To understand why the 8086 uses little-endian, you need to go back to the Datapoint 2200, a 1970 desktop computer / smart terminal built from TTL chips (since this was pre-microprocessor). RAM was too expensive at the time, so the Datapoint 2200 used Intel shift-register memory chips along with a 1-bit serial ALU. To add numbers one bit at a time, you need to start with the lowest bit to handle carries, so little-endian is the practical ordering.
Datapoint talked to Intel and Texas Instruments about replacing the board full of TTL chips with a single-chip processor. Texas Instruments created the TMX1795 processor and Intel slightly later created the 8008 processor. Datapoint rejected both chips and continued using TTL. Texas Instruments tried to sell the TMX1795 to Ford as an engine controller, but they were unsuccessful and the TMX1795 disappeared. Intel, however, marketed the 8008 chip as a general-purpose processor, creating the microprocessor as a product (along with the unrelated 4-bit 4004). Since the 8008 was essentially a clone of the Datapoint 2200 processor, it was little-endian. Intel improved the 8008 with the 8080 and 8085, then made the 16-bit 8086, which led to the modern x86 line. For backward compatibility, Intel kept the little-endian order (along with other influences of the Datapoint 2200). The point of this history is that x86 is little-endian because the Datapoint 2200 was a serial processor, not because little-endian makes sense. (Big-endian is the obvious ordering. Among other things, it is compatible with punch cards where everything is typed left-to-right in the normal way.)
Big-endian matches the way we commonly write numbers, but if you have to deal with multiple word widths or greater than word-width math I find little-endian much more straightforward because LE has the invariant that bit value = 2^bit_index and byte value = 2^(8byte_index).
E.g. a 1 in bit 7 on a LE system always represnts 2^7 for 8/16/32/64/ whatever bit word widths.
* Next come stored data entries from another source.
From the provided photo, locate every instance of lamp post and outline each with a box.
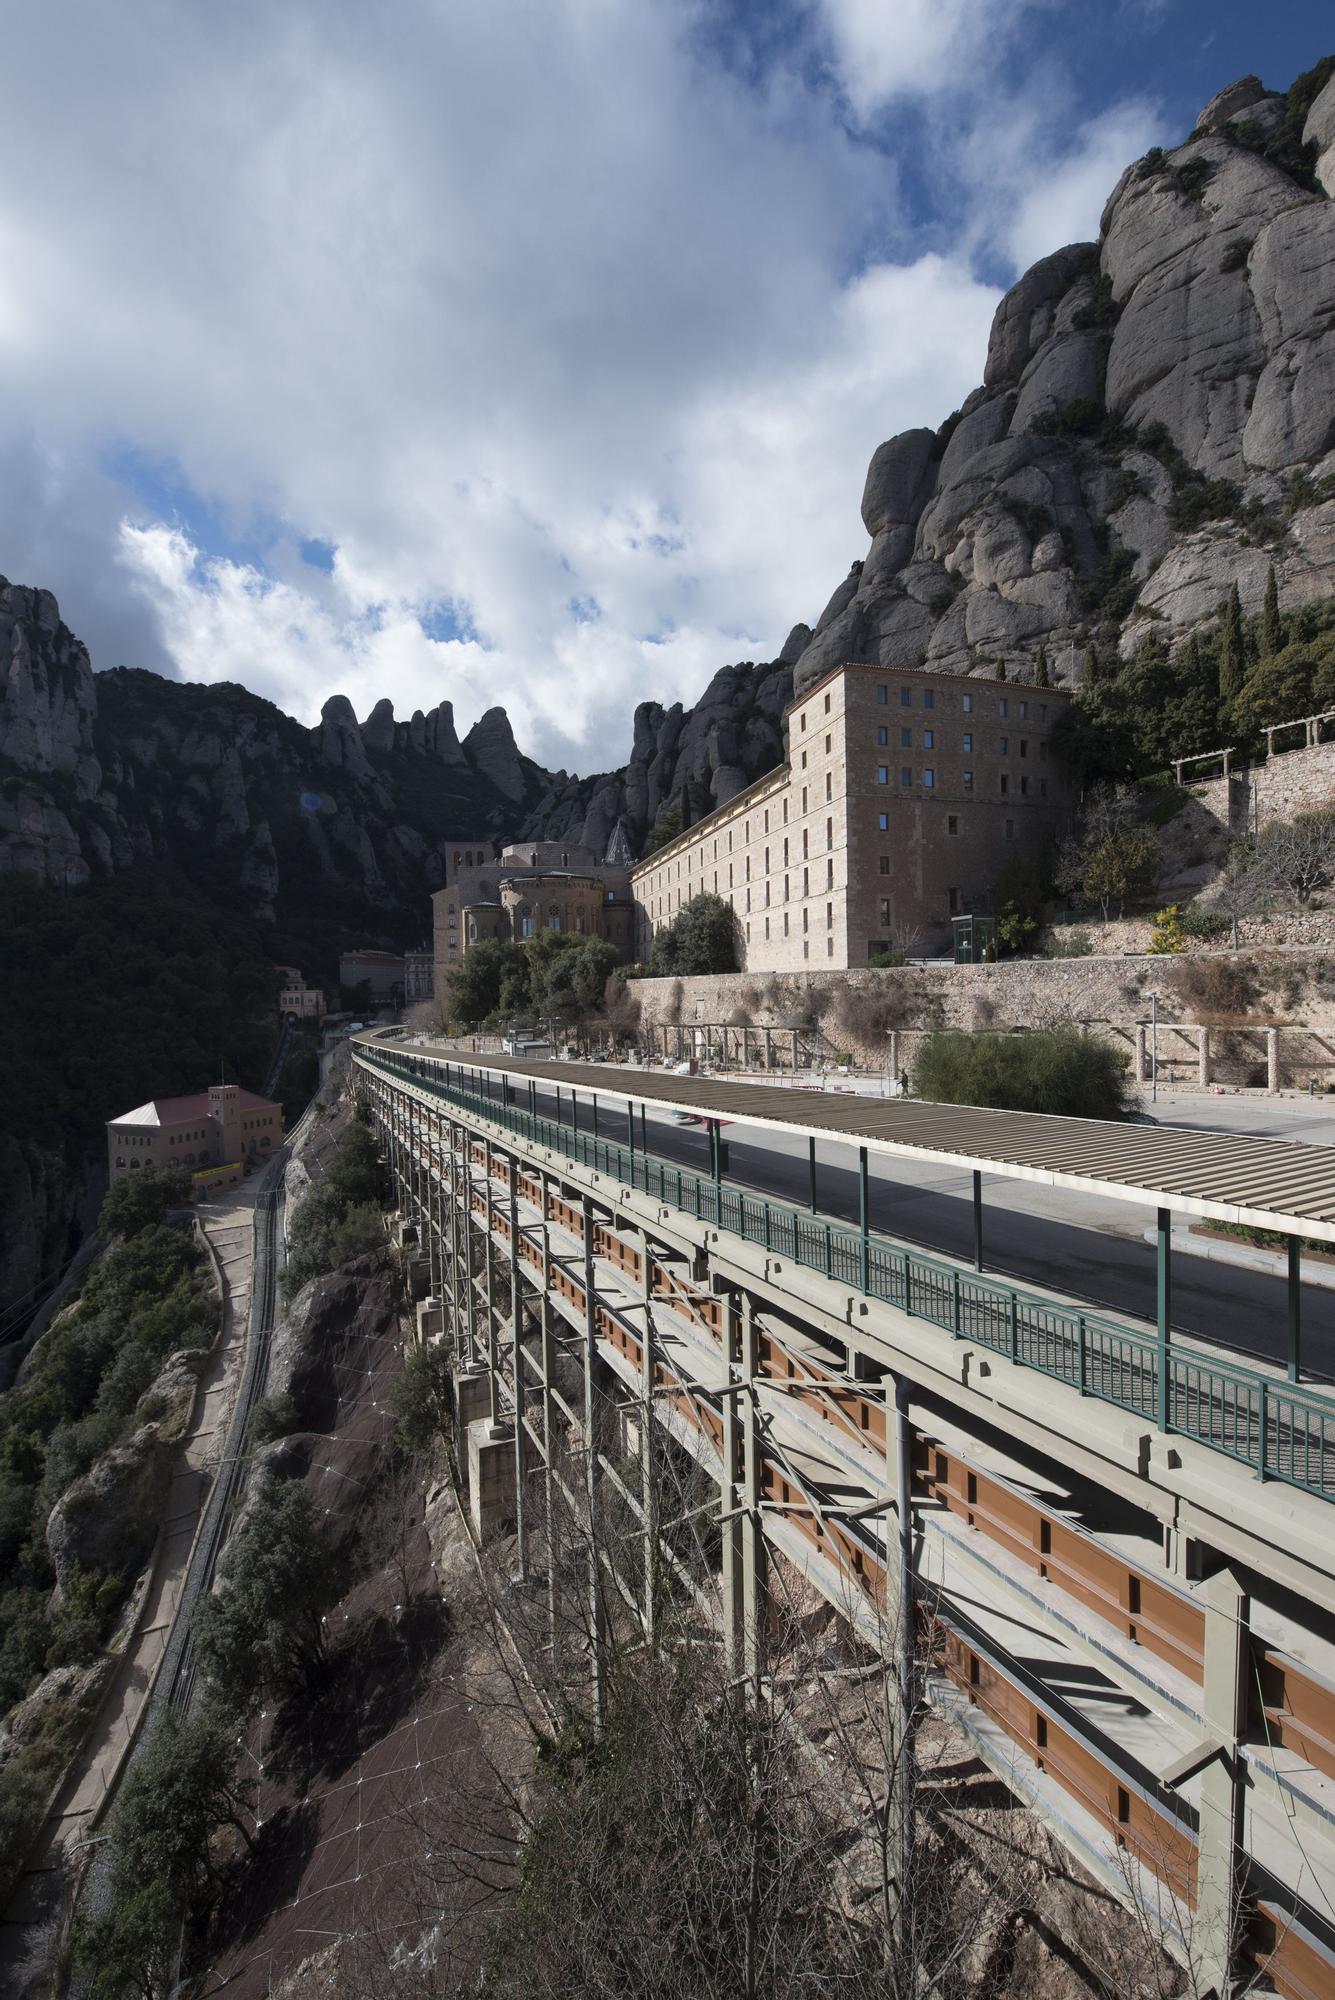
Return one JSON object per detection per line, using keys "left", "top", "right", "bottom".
{"left": 1149, "top": 989, "right": 1159, "bottom": 1105}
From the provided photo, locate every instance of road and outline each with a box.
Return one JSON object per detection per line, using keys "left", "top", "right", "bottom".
{"left": 523, "top": 1081, "right": 1335, "bottom": 1383}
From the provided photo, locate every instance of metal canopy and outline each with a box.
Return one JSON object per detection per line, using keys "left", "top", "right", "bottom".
{"left": 362, "top": 1039, "right": 1335, "bottom": 1244}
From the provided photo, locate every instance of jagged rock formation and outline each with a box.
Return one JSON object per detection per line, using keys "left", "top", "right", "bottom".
{"left": 790, "top": 60, "right": 1335, "bottom": 698}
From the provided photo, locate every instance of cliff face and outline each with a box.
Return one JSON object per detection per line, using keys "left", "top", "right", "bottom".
{"left": 3, "top": 64, "right": 1335, "bottom": 908}
{"left": 790, "top": 64, "right": 1335, "bottom": 697}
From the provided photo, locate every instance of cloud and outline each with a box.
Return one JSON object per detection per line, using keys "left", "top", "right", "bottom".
{"left": 0, "top": 0, "right": 1164, "bottom": 770}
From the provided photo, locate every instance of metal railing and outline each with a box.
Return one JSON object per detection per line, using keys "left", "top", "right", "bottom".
{"left": 357, "top": 1046, "right": 1335, "bottom": 1503}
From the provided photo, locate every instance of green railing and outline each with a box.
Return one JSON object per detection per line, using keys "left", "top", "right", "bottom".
{"left": 358, "top": 1046, "right": 1335, "bottom": 1504}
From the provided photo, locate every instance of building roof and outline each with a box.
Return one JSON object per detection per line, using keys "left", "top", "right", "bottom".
{"left": 365, "top": 1041, "right": 1335, "bottom": 1244}
{"left": 340, "top": 948, "right": 404, "bottom": 963}
{"left": 630, "top": 763, "right": 789, "bottom": 876}
{"left": 110, "top": 1088, "right": 278, "bottom": 1129}
{"left": 782, "top": 657, "right": 1075, "bottom": 720}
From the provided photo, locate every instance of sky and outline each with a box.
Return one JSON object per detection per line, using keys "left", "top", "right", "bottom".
{"left": 1, "top": 1, "right": 1330, "bottom": 772}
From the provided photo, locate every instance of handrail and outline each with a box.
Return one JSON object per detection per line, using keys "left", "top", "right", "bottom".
{"left": 357, "top": 1046, "right": 1335, "bottom": 1503}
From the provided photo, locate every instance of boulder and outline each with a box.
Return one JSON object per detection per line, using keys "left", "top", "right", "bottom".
{"left": 777, "top": 622, "right": 812, "bottom": 665}
{"left": 1195, "top": 76, "right": 1269, "bottom": 130}
{"left": 983, "top": 243, "right": 1098, "bottom": 387}
{"left": 859, "top": 428, "right": 938, "bottom": 536}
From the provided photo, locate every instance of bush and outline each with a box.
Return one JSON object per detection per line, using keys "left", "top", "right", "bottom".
{"left": 913, "top": 1029, "right": 1134, "bottom": 1120}
{"left": 99, "top": 1166, "right": 191, "bottom": 1240}
{"left": 1146, "top": 905, "right": 1185, "bottom": 955}
{"left": 283, "top": 1119, "right": 386, "bottom": 1295}
{"left": 649, "top": 894, "right": 741, "bottom": 977}
{"left": 1170, "top": 958, "right": 1261, "bottom": 1023}
{"left": 1045, "top": 928, "right": 1093, "bottom": 959}
{"left": 1178, "top": 906, "right": 1232, "bottom": 941}
{"left": 193, "top": 1478, "right": 342, "bottom": 1713}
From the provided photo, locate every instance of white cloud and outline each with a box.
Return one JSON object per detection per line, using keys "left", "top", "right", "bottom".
{"left": 0, "top": 1, "right": 1164, "bottom": 771}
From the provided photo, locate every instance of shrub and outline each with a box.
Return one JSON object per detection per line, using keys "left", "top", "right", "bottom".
{"left": 1045, "top": 928, "right": 1093, "bottom": 959}
{"left": 99, "top": 1166, "right": 191, "bottom": 1240}
{"left": 913, "top": 1029, "right": 1134, "bottom": 1120}
{"left": 1146, "top": 905, "right": 1185, "bottom": 955}
{"left": 1178, "top": 906, "right": 1232, "bottom": 941}
{"left": 649, "top": 894, "right": 741, "bottom": 977}
{"left": 1170, "top": 957, "right": 1260, "bottom": 1022}
{"left": 193, "top": 1478, "right": 342, "bottom": 1714}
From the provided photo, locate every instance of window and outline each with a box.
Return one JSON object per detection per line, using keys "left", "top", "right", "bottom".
{"left": 1005, "top": 817, "right": 1015, "bottom": 840}
{"left": 764, "top": 846, "right": 770, "bottom": 871}
{"left": 826, "top": 816, "right": 833, "bottom": 847}
{"left": 827, "top": 936, "right": 834, "bottom": 957}
{"left": 1020, "top": 739, "right": 1028, "bottom": 757}
{"left": 1041, "top": 778, "right": 1048, "bottom": 797}
{"left": 1019, "top": 700, "right": 1028, "bottom": 718}
{"left": 803, "top": 907, "right": 809, "bottom": 932}
{"left": 901, "top": 767, "right": 912, "bottom": 785}
{"left": 783, "top": 912, "right": 789, "bottom": 936}
{"left": 947, "top": 815, "right": 958, "bottom": 836}
{"left": 782, "top": 838, "right": 789, "bottom": 865}
{"left": 1020, "top": 776, "right": 1029, "bottom": 796}
{"left": 877, "top": 684, "right": 887, "bottom": 704}
{"left": 900, "top": 727, "right": 912, "bottom": 748}
{"left": 803, "top": 940, "right": 810, "bottom": 959}
{"left": 825, "top": 732, "right": 832, "bottom": 754}
{"left": 803, "top": 867, "right": 809, "bottom": 895}
{"left": 876, "top": 765, "right": 889, "bottom": 785}
{"left": 961, "top": 732, "right": 972, "bottom": 753}
{"left": 923, "top": 689, "right": 934, "bottom": 710}
{"left": 879, "top": 855, "right": 890, "bottom": 875}
{"left": 878, "top": 897, "right": 891, "bottom": 926}
{"left": 824, "top": 691, "right": 831, "bottom": 712}
{"left": 1000, "top": 774, "right": 1009, "bottom": 795}
{"left": 948, "top": 887, "right": 959, "bottom": 914}
{"left": 923, "top": 768, "right": 935, "bottom": 788}
{"left": 764, "top": 916, "right": 770, "bottom": 939}
{"left": 963, "top": 693, "right": 973, "bottom": 713}
{"left": 878, "top": 812, "right": 888, "bottom": 831}
{"left": 801, "top": 751, "right": 808, "bottom": 771}
{"left": 802, "top": 829, "right": 809, "bottom": 858}
{"left": 784, "top": 874, "right": 790, "bottom": 900}
{"left": 825, "top": 772, "right": 832, "bottom": 801}
{"left": 923, "top": 729, "right": 934, "bottom": 749}
{"left": 900, "top": 687, "right": 911, "bottom": 707}
{"left": 800, "top": 713, "right": 807, "bottom": 731}
{"left": 826, "top": 901, "right": 833, "bottom": 929}
{"left": 999, "top": 697, "right": 1008, "bottom": 717}
{"left": 1040, "top": 740, "right": 1048, "bottom": 762}
{"left": 763, "top": 809, "right": 769, "bottom": 833}
{"left": 876, "top": 725, "right": 888, "bottom": 746}
{"left": 963, "top": 771, "right": 973, "bottom": 791}
{"left": 1040, "top": 703, "right": 1048, "bottom": 721}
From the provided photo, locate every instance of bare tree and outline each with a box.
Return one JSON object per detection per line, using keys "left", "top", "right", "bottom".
{"left": 1251, "top": 810, "right": 1335, "bottom": 907}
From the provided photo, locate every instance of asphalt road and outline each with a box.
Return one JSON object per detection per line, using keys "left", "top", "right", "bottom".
{"left": 525, "top": 1082, "right": 1335, "bottom": 1383}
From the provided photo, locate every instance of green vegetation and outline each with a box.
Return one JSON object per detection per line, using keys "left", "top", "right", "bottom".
{"left": 392, "top": 1339, "right": 454, "bottom": 1459}
{"left": 446, "top": 931, "right": 622, "bottom": 1030}
{"left": 73, "top": 1712, "right": 255, "bottom": 1999}
{"left": 283, "top": 1112, "right": 385, "bottom": 1295}
{"left": 1178, "top": 905, "right": 1233, "bottom": 942}
{"left": 193, "top": 1476, "right": 343, "bottom": 1716}
{"left": 913, "top": 1028, "right": 1134, "bottom": 1120}
{"left": 0, "top": 1171, "right": 218, "bottom": 1903}
{"left": 648, "top": 892, "right": 740, "bottom": 976}
{"left": 1229, "top": 55, "right": 1335, "bottom": 192}
{"left": 0, "top": 867, "right": 278, "bottom": 1188}
{"left": 991, "top": 856, "right": 1047, "bottom": 956}
{"left": 1146, "top": 904, "right": 1185, "bottom": 955}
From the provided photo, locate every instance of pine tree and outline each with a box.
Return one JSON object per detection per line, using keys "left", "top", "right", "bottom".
{"left": 1034, "top": 646, "right": 1051, "bottom": 688}
{"left": 1218, "top": 584, "right": 1245, "bottom": 705}
{"left": 996, "top": 661, "right": 1008, "bottom": 682}
{"left": 1260, "top": 563, "right": 1283, "bottom": 659}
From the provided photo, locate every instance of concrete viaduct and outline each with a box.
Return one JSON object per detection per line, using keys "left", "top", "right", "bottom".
{"left": 353, "top": 1032, "right": 1335, "bottom": 1999}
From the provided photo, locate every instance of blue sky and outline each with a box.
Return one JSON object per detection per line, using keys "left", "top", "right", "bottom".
{"left": 0, "top": 1, "right": 1330, "bottom": 768}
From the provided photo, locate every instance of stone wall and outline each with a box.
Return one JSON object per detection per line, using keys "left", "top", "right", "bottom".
{"left": 628, "top": 947, "right": 1335, "bottom": 1091}
{"left": 1184, "top": 737, "right": 1335, "bottom": 842}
This is emphatically not true in BE systems and as evidence I offer that IBM (natively BE), MIPS natively BE) and ARM (natively LE but with a BE mode) all have different mappings of bit and byte indices/lanes in larger word widths* while all LE systems assign the bit/byte lanes the same way.
Using the bit 7 example
- IBM 8-bit: bit 7 is in byte 0 and equal to 2^0
- IBM 16-bit: bit 7 is in byte o and equal to 2^8
- IBM 32-bit: bit 7 is in byte 0 and equal to 2^25
‐ MIPS 16-bit: bit 7 is in byte 1 and equal to 2^7
- MIPS 32-bit: bit 7 is in byte 3 and is equal to 2^7
- ARM 32-bit BE: bit 7 is in byte 0 and is equal to 2^31
Vs. every single LE system, regardless of word width
- bit N is in byte (N//8) and is equal to 2^N
(And of course none of these match how ethernet orders bits/bytes, but that's a different topic)
Not that it typically matters in a practical sense* (Unless you're writing to a register for a device)...
However I've always viewed Little Endian as 'bit 0' being on the left most / lowest part of the string of bits, but Big Endian 'bit 0' is all the way to the right / highest address of bits (but smallest order of power).
If encoding or decoding an analog value it makes sense to begin with the biggest bit first - but that mostly matters in a serial / output sense, not for machine word transfers which are (at least in that era were) parallel (today, of course, we have multiple high speed serial links between most chips, sometimes in parallel for wide paths).
Aside from the reduced complexity of aligned only access, forcing the bus to a machine word naturally also aligns / packs fractions of that word on RISC systems, which tended to be the big endian systems.
From that logical perspective it might even make sense to think of the RAM not in units of bytes but rather in units of whole machine words, which might be partly accessed by a fractional value.